# Explanation

Training reinforcement learning policies in simulation allows parallelization and scale that far surpasses that of using real world training data since simulations can be run on demand, limited only by the available compute. However, training successful reinforcement learning policies requires simulations to have highly accurate contact and rigid body dynamics or else learned models won't transfer to reality, and also requires efficient calculations in simulation.

Prior to MuJoCo, no simulator really suited the needs of robotics simulation training for these reasons. MuJoCo (Multi-Joint Dynamics with Contact) introduced a fast, parallelizable, and accurate simulation system with suitable accuracy for robotics training. It was introduced as open source software, and has been used for most robotics simulation training since.

We will see that the quality and accuracy of the simulation software is a direct constraint on how well the learned models transfer to reality.

# Notes

> Existing physics engines can be used to test controllers that are
> already designed. However they lack the speed, accuracy and overall feature sets needed to automate the controller design process itself.
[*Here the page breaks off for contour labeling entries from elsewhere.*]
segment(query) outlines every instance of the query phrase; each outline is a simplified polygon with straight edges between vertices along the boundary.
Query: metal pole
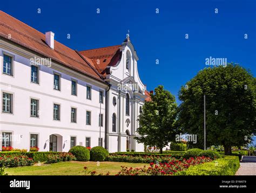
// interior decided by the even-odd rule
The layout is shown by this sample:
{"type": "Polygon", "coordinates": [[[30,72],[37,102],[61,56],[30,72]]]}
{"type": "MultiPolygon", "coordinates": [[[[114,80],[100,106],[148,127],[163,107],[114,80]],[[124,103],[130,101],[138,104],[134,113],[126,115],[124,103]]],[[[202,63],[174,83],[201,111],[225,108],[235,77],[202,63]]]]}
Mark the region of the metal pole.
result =
{"type": "Polygon", "coordinates": [[[204,95],[204,150],[206,149],[206,128],[205,117],[205,95],[204,95]]]}
{"type": "Polygon", "coordinates": [[[102,146],[102,138],[100,138],[100,133],[102,132],[101,127],[102,126],[102,102],[99,103],[99,145],[100,146],[102,146]]]}

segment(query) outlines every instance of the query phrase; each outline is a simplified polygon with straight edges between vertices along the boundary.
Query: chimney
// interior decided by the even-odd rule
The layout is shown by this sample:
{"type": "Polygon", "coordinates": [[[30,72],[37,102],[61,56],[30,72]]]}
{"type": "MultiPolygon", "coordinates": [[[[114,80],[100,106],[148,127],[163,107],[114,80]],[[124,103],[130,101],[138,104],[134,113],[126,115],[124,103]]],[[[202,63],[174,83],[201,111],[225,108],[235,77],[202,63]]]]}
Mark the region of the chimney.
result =
{"type": "Polygon", "coordinates": [[[48,46],[52,49],[54,49],[54,33],[47,32],[45,33],[45,41],[48,46]]]}

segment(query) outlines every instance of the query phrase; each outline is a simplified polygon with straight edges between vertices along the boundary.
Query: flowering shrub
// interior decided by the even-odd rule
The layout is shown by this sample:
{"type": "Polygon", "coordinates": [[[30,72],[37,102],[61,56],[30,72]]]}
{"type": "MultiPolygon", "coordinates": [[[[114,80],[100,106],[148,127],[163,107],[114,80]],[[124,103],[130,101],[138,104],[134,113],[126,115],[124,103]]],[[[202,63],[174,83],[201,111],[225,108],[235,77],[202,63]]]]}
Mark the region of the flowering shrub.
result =
{"type": "Polygon", "coordinates": [[[150,166],[147,168],[145,166],[143,168],[129,168],[122,166],[121,170],[116,175],[169,175],[176,173],[187,169],[191,166],[196,166],[212,161],[210,158],[205,156],[198,157],[196,159],[191,158],[178,160],[172,159],[171,161],[167,163],[155,164],[150,163],[150,166]]]}
{"type": "Polygon", "coordinates": [[[38,152],[39,151],[39,148],[37,147],[30,147],[29,149],[30,152],[38,152]]]}
{"type": "Polygon", "coordinates": [[[11,149],[11,152],[21,152],[21,153],[25,153],[25,152],[28,152],[28,149],[20,149],[12,148],[11,149]]]}
{"type": "Polygon", "coordinates": [[[2,152],[9,152],[12,149],[12,147],[9,146],[9,147],[4,147],[3,146],[2,147],[2,152]]]}
{"type": "Polygon", "coordinates": [[[58,154],[48,155],[45,163],[53,163],[60,161],[70,161],[76,160],[76,157],[72,153],[63,152],[58,154]]]}
{"type": "Polygon", "coordinates": [[[0,167],[32,166],[33,160],[25,155],[8,155],[0,156],[0,167]]]}

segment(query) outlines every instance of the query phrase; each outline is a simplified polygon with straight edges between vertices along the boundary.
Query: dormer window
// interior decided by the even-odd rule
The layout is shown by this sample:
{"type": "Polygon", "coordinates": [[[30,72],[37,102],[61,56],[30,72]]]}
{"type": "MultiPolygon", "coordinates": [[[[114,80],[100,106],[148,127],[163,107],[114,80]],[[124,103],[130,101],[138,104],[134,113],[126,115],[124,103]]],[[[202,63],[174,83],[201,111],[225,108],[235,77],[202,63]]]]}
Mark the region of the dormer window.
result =
{"type": "Polygon", "coordinates": [[[126,58],[126,69],[129,69],[130,58],[126,58]]]}
{"type": "Polygon", "coordinates": [[[126,69],[128,70],[128,73],[130,73],[130,70],[131,69],[131,53],[129,51],[126,52],[126,69]]]}

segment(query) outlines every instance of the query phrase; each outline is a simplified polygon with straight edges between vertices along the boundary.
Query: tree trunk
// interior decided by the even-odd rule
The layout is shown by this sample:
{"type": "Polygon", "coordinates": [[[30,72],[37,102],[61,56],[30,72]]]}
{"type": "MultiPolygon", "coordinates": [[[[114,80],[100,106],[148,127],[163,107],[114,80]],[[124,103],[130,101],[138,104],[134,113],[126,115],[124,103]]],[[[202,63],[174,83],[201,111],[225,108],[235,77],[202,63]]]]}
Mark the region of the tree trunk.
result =
{"type": "Polygon", "coordinates": [[[231,146],[224,146],[225,155],[231,155],[231,146]]]}

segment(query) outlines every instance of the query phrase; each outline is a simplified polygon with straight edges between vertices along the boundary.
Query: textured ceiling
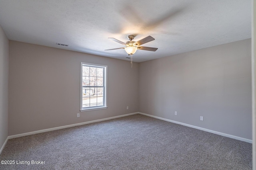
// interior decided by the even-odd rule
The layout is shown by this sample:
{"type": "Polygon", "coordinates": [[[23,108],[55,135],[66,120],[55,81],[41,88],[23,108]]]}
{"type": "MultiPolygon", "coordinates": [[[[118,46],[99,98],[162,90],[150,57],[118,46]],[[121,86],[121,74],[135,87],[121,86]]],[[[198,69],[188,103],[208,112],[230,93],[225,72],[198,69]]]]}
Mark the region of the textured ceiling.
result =
{"type": "Polygon", "coordinates": [[[250,38],[251,0],[0,0],[0,25],[11,40],[129,60],[123,42],[156,39],[134,61],[250,38]],[[56,43],[69,45],[58,46],[56,43]]]}

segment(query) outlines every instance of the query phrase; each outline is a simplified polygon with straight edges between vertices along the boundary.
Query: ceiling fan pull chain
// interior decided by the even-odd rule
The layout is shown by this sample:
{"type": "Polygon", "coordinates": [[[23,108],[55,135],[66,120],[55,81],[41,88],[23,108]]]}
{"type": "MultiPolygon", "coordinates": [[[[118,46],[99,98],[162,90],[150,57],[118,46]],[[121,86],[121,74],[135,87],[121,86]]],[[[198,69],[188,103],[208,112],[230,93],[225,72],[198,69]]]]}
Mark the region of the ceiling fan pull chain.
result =
{"type": "Polygon", "coordinates": [[[131,54],[131,65],[132,68],[132,54],[131,54]]]}

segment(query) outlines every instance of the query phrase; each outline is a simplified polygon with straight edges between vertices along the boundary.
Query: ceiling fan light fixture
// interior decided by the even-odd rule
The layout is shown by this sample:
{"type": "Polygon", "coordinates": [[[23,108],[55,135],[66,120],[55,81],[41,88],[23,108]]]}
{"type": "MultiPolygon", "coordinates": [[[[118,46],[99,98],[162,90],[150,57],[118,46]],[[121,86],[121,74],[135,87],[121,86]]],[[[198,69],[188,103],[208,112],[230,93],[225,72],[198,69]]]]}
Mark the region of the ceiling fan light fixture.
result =
{"type": "Polygon", "coordinates": [[[135,47],[128,47],[124,49],[124,50],[128,54],[132,55],[136,53],[137,48],[135,47]]]}

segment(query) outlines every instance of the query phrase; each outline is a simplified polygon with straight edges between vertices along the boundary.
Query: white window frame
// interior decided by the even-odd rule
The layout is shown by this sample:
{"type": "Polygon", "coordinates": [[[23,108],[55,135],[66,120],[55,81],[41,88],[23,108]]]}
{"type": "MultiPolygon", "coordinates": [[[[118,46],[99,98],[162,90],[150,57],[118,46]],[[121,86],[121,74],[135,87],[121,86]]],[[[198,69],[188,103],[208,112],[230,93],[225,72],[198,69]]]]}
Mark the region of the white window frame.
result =
{"type": "Polygon", "coordinates": [[[89,111],[94,110],[98,110],[99,109],[106,109],[108,107],[107,106],[107,75],[108,71],[108,66],[97,64],[95,64],[88,63],[86,63],[81,62],[80,66],[80,111],[89,111]],[[83,86],[82,86],[82,76],[83,76],[83,66],[86,65],[88,66],[92,66],[94,67],[100,67],[103,68],[104,69],[104,104],[103,106],[92,106],[90,107],[83,107],[83,95],[82,94],[83,90],[83,86]]]}

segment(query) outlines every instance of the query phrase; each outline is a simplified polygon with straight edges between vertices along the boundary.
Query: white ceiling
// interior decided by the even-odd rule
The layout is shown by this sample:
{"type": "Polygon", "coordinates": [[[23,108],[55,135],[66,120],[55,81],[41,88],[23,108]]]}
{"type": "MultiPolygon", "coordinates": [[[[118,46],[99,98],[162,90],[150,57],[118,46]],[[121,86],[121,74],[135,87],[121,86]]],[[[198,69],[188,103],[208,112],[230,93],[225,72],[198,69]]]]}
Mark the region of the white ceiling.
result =
{"type": "Polygon", "coordinates": [[[0,0],[0,25],[11,40],[129,60],[125,42],[156,39],[141,62],[251,38],[251,0],[0,0]],[[69,45],[58,46],[56,43],[69,45]]]}

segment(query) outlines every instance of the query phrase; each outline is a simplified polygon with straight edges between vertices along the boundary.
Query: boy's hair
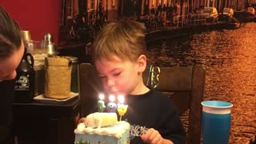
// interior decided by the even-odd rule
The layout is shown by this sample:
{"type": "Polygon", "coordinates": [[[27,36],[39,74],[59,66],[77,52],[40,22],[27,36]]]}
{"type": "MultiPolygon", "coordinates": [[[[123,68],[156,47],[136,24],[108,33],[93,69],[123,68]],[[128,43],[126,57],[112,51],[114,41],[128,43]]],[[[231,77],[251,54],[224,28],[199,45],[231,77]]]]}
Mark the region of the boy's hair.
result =
{"type": "Polygon", "coordinates": [[[11,56],[22,46],[18,25],[0,6],[0,60],[11,56]]]}
{"type": "Polygon", "coordinates": [[[113,54],[135,62],[141,54],[146,54],[145,30],[144,24],[134,20],[124,19],[108,24],[94,40],[93,62],[103,58],[111,61],[113,54]]]}

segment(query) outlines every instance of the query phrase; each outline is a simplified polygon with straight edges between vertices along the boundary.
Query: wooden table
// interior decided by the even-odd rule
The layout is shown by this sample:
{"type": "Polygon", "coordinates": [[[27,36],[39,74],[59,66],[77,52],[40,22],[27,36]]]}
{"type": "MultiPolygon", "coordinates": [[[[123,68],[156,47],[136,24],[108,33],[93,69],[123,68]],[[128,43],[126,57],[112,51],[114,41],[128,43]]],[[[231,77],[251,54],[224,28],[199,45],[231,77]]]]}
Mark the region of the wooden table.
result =
{"type": "Polygon", "coordinates": [[[14,103],[13,134],[18,144],[70,144],[79,115],[78,98],[65,104],[14,103]]]}

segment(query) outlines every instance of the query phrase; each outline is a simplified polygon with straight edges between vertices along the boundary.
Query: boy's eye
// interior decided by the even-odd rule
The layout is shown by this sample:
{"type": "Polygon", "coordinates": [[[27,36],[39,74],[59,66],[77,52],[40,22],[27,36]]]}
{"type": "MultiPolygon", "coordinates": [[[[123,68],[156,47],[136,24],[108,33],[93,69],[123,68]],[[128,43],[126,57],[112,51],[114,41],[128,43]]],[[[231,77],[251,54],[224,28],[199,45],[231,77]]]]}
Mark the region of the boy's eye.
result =
{"type": "Polygon", "coordinates": [[[114,74],[114,76],[118,76],[121,73],[115,73],[114,74]]]}
{"type": "Polygon", "coordinates": [[[106,78],[106,76],[101,76],[101,75],[99,75],[98,77],[99,77],[101,79],[103,79],[103,78],[106,78]]]}

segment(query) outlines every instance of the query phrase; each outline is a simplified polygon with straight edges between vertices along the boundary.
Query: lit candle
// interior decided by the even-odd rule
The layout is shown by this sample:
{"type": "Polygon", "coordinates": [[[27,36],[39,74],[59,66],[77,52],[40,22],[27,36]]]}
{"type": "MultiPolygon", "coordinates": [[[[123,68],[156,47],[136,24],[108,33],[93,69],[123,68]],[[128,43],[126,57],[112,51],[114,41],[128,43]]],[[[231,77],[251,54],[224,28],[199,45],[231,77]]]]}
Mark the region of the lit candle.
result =
{"type": "Polygon", "coordinates": [[[110,102],[107,104],[106,110],[109,113],[115,113],[117,110],[117,104],[115,104],[114,102],[114,96],[110,95],[110,102]]]}
{"type": "Polygon", "coordinates": [[[124,99],[125,98],[123,95],[118,96],[119,103],[118,103],[118,114],[120,115],[119,121],[121,121],[122,116],[125,115],[125,114],[127,112],[128,105],[123,104],[124,99]]]}
{"type": "Polygon", "coordinates": [[[104,109],[106,108],[105,102],[103,101],[104,97],[104,94],[100,94],[98,96],[100,100],[97,102],[98,111],[100,113],[102,113],[104,111],[104,109]]]}

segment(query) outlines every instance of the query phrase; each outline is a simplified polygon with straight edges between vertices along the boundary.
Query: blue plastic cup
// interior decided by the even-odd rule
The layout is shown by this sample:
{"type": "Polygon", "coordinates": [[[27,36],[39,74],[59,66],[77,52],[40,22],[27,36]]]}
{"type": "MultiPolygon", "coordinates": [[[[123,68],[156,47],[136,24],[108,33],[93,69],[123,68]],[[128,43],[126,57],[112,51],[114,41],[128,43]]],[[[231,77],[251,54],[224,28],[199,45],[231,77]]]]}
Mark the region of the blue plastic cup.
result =
{"type": "Polygon", "coordinates": [[[220,101],[205,101],[202,105],[202,143],[228,144],[233,105],[220,101]]]}

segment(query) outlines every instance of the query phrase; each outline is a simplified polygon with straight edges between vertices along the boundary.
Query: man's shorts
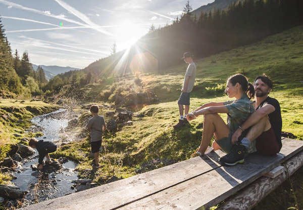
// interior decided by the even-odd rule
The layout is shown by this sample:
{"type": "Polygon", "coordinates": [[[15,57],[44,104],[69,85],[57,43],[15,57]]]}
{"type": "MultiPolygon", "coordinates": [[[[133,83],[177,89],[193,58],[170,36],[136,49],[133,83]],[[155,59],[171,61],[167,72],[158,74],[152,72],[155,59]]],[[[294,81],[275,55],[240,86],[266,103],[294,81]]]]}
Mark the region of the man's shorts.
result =
{"type": "Polygon", "coordinates": [[[98,141],[96,142],[90,142],[90,146],[91,146],[92,153],[95,153],[96,152],[98,152],[100,150],[102,143],[102,140],[98,141]]]}
{"type": "Polygon", "coordinates": [[[263,155],[274,155],[279,152],[280,148],[272,127],[256,139],[256,147],[257,152],[263,155]]]}
{"type": "Polygon", "coordinates": [[[190,93],[182,92],[179,98],[178,104],[189,105],[190,95],[190,93]]]}
{"type": "MultiPolygon", "coordinates": [[[[221,147],[221,149],[225,153],[228,154],[230,151],[230,149],[233,146],[231,143],[231,137],[233,134],[230,133],[228,137],[223,137],[219,140],[216,140],[216,142],[221,147]]],[[[241,135],[238,138],[238,141],[241,141],[244,138],[243,135],[241,135]]]]}

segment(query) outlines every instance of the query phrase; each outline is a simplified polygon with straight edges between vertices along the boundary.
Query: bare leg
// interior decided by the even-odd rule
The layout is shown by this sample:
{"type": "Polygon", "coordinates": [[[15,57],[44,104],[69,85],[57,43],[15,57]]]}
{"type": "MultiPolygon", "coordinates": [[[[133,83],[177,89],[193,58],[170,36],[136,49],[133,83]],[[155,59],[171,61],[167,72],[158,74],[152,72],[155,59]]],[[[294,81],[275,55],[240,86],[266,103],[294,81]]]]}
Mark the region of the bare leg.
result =
{"type": "Polygon", "coordinates": [[[93,153],[93,158],[95,159],[96,164],[99,164],[99,152],[93,153]]]}
{"type": "Polygon", "coordinates": [[[214,151],[218,150],[218,149],[221,149],[221,147],[220,147],[220,146],[219,146],[219,144],[218,144],[215,141],[214,141],[213,142],[213,143],[212,144],[212,147],[214,148],[214,151]]]}
{"type": "Polygon", "coordinates": [[[219,140],[223,137],[228,137],[228,134],[229,128],[219,114],[205,115],[202,141],[198,152],[201,152],[202,155],[204,154],[213,135],[215,135],[216,140],[219,140]]]}
{"type": "Polygon", "coordinates": [[[183,116],[183,107],[182,104],[178,104],[179,105],[179,112],[180,113],[180,116],[183,116]]]}
{"type": "Polygon", "coordinates": [[[189,111],[189,105],[185,105],[184,114],[185,114],[185,115],[187,114],[188,113],[188,111],[189,111]]]}
{"type": "Polygon", "coordinates": [[[252,142],[256,139],[265,131],[270,129],[271,125],[267,116],[263,117],[260,121],[250,127],[249,131],[246,134],[245,137],[252,142]]]}

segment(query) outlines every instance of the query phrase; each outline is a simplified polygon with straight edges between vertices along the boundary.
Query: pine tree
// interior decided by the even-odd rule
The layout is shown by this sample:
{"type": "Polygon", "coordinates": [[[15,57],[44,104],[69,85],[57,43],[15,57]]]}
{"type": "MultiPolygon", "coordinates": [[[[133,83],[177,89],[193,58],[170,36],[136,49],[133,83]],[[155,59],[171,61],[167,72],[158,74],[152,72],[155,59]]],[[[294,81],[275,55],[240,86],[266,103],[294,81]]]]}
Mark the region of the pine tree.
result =
{"type": "Polygon", "coordinates": [[[0,91],[20,94],[22,87],[14,69],[14,59],[10,43],[0,18],[0,91]]]}
{"type": "Polygon", "coordinates": [[[156,29],[156,28],[155,27],[155,25],[154,25],[154,23],[153,23],[152,24],[152,25],[150,26],[150,27],[149,28],[149,30],[148,31],[148,32],[152,32],[154,31],[156,29]]]}
{"type": "Polygon", "coordinates": [[[20,76],[22,77],[23,84],[25,84],[25,80],[28,76],[32,76],[33,73],[31,64],[29,63],[29,58],[27,51],[23,53],[21,59],[20,76]]]}

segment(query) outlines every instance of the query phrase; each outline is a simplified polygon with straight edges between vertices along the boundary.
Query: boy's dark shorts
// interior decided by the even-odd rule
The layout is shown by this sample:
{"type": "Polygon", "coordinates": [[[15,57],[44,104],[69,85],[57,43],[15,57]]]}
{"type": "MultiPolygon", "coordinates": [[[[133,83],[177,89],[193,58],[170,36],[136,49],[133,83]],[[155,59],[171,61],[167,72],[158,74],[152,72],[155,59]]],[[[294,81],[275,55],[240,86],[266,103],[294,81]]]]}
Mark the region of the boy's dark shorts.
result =
{"type": "Polygon", "coordinates": [[[190,93],[182,92],[179,98],[178,104],[189,105],[190,95],[190,93]]]}
{"type": "Polygon", "coordinates": [[[96,152],[98,152],[100,150],[102,143],[102,140],[98,141],[97,142],[90,142],[92,153],[95,153],[96,152]]]}

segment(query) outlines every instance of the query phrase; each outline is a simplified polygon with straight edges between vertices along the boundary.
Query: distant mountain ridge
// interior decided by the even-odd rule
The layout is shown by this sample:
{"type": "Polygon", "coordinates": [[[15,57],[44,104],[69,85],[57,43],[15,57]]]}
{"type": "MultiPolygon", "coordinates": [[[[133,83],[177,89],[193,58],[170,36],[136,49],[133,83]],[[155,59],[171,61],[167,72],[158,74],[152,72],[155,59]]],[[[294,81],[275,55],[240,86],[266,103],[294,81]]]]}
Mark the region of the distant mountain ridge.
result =
{"type": "MultiPolygon", "coordinates": [[[[32,63],[32,66],[33,69],[36,70],[38,68],[39,65],[35,65],[32,63]]],[[[71,70],[80,70],[78,68],[71,67],[70,66],[45,66],[40,65],[40,66],[44,70],[45,74],[45,78],[49,80],[52,77],[54,77],[57,74],[60,74],[62,73],[69,71],[71,70]]]]}
{"type": "MultiPolygon", "coordinates": [[[[210,11],[213,12],[214,9],[222,10],[228,8],[228,6],[234,2],[237,2],[239,0],[215,0],[212,3],[209,3],[207,5],[204,5],[198,9],[193,10],[191,13],[195,14],[197,17],[200,16],[201,12],[204,13],[209,13],[210,11]]],[[[243,2],[244,0],[239,0],[243,2]]]]}

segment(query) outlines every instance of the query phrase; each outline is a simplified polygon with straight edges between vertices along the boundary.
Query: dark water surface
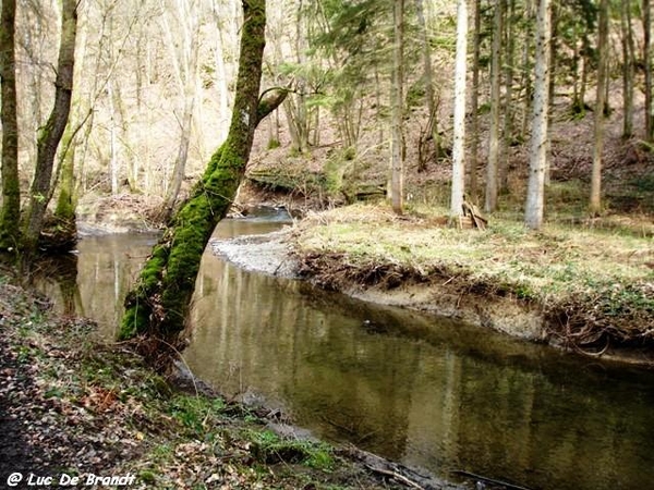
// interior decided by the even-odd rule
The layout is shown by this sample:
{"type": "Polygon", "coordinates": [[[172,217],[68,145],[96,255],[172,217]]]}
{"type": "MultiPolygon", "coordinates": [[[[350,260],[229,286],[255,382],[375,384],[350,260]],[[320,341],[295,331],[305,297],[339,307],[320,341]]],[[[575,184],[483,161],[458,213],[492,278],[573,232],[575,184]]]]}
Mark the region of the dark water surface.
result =
{"type": "MultiPolygon", "coordinates": [[[[217,235],[278,226],[227,220],[217,235]]],[[[43,289],[111,336],[154,241],[84,238],[76,278],[51,273],[43,289]]],[[[229,396],[279,406],[322,438],[445,477],[465,469],[533,489],[654,488],[651,371],[368,305],[210,255],[192,324],[184,355],[197,376],[229,396]]]]}

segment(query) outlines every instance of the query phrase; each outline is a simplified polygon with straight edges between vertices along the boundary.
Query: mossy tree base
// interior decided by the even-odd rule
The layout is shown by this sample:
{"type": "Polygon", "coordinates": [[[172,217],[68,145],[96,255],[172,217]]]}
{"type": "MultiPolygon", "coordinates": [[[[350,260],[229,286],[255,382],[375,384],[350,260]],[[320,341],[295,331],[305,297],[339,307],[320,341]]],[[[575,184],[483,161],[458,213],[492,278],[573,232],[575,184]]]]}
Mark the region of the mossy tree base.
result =
{"type": "Polygon", "coordinates": [[[120,339],[147,334],[175,343],[184,328],[205,246],[243,180],[254,130],[286,98],[287,90],[279,89],[259,100],[265,1],[243,1],[243,13],[237,97],[227,140],[173,216],[128,294],[120,339]]]}

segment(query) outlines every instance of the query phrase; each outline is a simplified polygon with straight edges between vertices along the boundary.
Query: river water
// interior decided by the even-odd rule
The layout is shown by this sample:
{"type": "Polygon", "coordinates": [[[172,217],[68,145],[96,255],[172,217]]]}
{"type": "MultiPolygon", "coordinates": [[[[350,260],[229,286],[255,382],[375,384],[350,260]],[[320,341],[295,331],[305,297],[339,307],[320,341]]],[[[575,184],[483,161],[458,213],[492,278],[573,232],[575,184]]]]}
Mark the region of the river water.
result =
{"type": "MultiPolygon", "coordinates": [[[[279,217],[277,217],[279,218],[279,217]]],[[[283,220],[226,220],[217,237],[283,220]]],[[[116,334],[156,237],[86,237],[41,289],[116,334]]],[[[185,360],[228,396],[265,402],[317,437],[441,477],[533,489],[654,488],[654,373],[243,271],[206,254],[185,360]]]]}

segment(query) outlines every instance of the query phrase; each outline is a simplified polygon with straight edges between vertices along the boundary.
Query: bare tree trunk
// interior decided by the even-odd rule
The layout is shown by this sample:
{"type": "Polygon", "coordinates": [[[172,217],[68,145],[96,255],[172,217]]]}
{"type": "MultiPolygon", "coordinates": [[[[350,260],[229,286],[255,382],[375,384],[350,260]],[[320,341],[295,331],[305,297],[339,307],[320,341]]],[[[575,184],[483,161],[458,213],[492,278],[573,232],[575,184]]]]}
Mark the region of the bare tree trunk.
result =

Current physics engines aren’t fast enough for controller design. Tools that are used for controller design don’t have physics simulation capabilities.

They suggest that the absence of good simulation tools to design controllers may be one reason modern robots perform poorly.

> We believe that numerical optimization is the most powerful and generally applicable tool for automating processes that would otherwise require human intelligence.

This is the design philosophy behind MuJoCo. They’re also right. Numerical optimization underlies ML, and probably the human brain. What does this suggest about numbers and information.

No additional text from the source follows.